Kimberly-Clark (NYSE:KMB), together with its subsidiaries, engages in the manufacture and marketing of health care products worldwide. The company operates in four segments: Personal Care, Consumer Tissue, K-C Professional & Other, and Health Care. This dividend aristocrat has paid uninterrupted dividends on its common stock since 1935, and it has increased payments to common shareholders for 39 consecutive years.
The company’s last dividend increase was in February 2012 when the board approved a 5.70% increase to 74 cents per share. Kimberly-Clark’s largest competitors include Procter & Gamble (NYSE:PG), Colgate-Palmolive (NYSE:CL) and Clorox (NYSE:CLX).
Over the past decade, this dividend growth stock has delivered an annualized total return of 5.70% to its shareholders.
Kimberly-Clark has managed to deliver a 4.40% annual increase in EPS since 2001. Analysts expect KMB to earn $4.83 per share in 2011 and $5.25 per share in 2012. In comparison, KMB earned $4.45 per share in 2010. The company has managed to consistently repurchase 3.10% of its outstanding shares on average in each year over the past decade.
Kimberly-Clark has been trying to increase market share through product innovation and increased marketing. It’s under intense inflation pressure, but it’s also closely watching costs. It has worked closely in streamlining operations in the sluggish North American market, eliminating positions and closing several facilities under its FORCE plan. KMB plans on realizing $400 million to $500 million in annual cost savings through 2013 with its FORCE plan.

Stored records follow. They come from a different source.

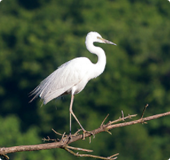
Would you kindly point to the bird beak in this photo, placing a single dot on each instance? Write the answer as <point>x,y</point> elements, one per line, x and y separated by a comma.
<point>108,42</point>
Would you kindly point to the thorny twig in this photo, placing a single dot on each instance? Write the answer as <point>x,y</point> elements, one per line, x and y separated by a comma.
<point>112,157</point>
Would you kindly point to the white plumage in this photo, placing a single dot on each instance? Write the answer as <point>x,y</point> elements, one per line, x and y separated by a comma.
<point>72,76</point>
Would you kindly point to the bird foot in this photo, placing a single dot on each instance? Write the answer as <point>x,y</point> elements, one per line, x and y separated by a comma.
<point>87,132</point>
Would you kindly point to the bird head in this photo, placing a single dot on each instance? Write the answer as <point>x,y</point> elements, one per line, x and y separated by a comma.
<point>96,37</point>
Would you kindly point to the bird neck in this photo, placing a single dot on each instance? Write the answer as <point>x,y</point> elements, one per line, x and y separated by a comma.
<point>101,63</point>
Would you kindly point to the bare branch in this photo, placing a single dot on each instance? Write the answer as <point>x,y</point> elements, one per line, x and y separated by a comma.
<point>112,157</point>
<point>63,143</point>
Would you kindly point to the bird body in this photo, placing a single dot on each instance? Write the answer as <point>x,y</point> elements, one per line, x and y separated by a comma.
<point>72,76</point>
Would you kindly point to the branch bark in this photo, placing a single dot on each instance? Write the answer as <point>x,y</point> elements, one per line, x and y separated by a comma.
<point>66,140</point>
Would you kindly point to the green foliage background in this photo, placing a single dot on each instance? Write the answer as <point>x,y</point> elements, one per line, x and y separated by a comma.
<point>37,36</point>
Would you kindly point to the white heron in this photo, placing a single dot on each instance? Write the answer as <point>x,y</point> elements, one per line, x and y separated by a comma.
<point>72,76</point>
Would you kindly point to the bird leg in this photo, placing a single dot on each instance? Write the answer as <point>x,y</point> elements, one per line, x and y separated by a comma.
<point>71,113</point>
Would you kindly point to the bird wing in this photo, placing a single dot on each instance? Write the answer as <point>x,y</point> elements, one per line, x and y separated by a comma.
<point>62,80</point>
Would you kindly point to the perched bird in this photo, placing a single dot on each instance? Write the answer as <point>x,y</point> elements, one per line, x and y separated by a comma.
<point>72,76</point>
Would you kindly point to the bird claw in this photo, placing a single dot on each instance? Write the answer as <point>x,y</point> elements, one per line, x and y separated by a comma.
<point>89,132</point>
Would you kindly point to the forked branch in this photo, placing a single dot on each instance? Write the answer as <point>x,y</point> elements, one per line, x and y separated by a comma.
<point>65,140</point>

Commodity prices could be detrimental to total costs at the company, as is the competitive nature of developed markets in which Kimberly-Clark does business. As with other consumer products companies, growth is likely to come from developing and emerging markets, rather than developed markets.
Developed markets could benefit from cost-cutting and efficiency, which would decrease the total price of doing business. Under KMB’s global business plan, announced in 2003, it’s looking for annual sales growth in the 3%-5% range, EPS growth in the mid- to high-single digits, and dividend increases in line with earnings growth.
The company’s return on equity has mostly remained above 20% over the past decade, with a few exceptions in 2001 and 2006. Rather than focus on absolute values for this indicator, I generally want to see at least a stable return on equity over time.
The annual dividend payment has increased by 9.70% per year since 2001, which is higher than the growth in EPS.
A 10% growth in distributions translates into the dividend payment doubling every seven years. If we look at historical data going as far back as 1974, KMB has actually managed to double its dividend every seven-and-a-half years on average.
The dividend payout ratio has increased from 37% in 2001 to 59% in 2010. A lower payout is always a plus, since it leaves room for consistent dividend growth, minimizing the impact of short-term fluctuations in earnings.
Currently, Kimberly-Clark is attractively valued at 18 times earnings, has a sustainable dividend payout and yields 4.10%.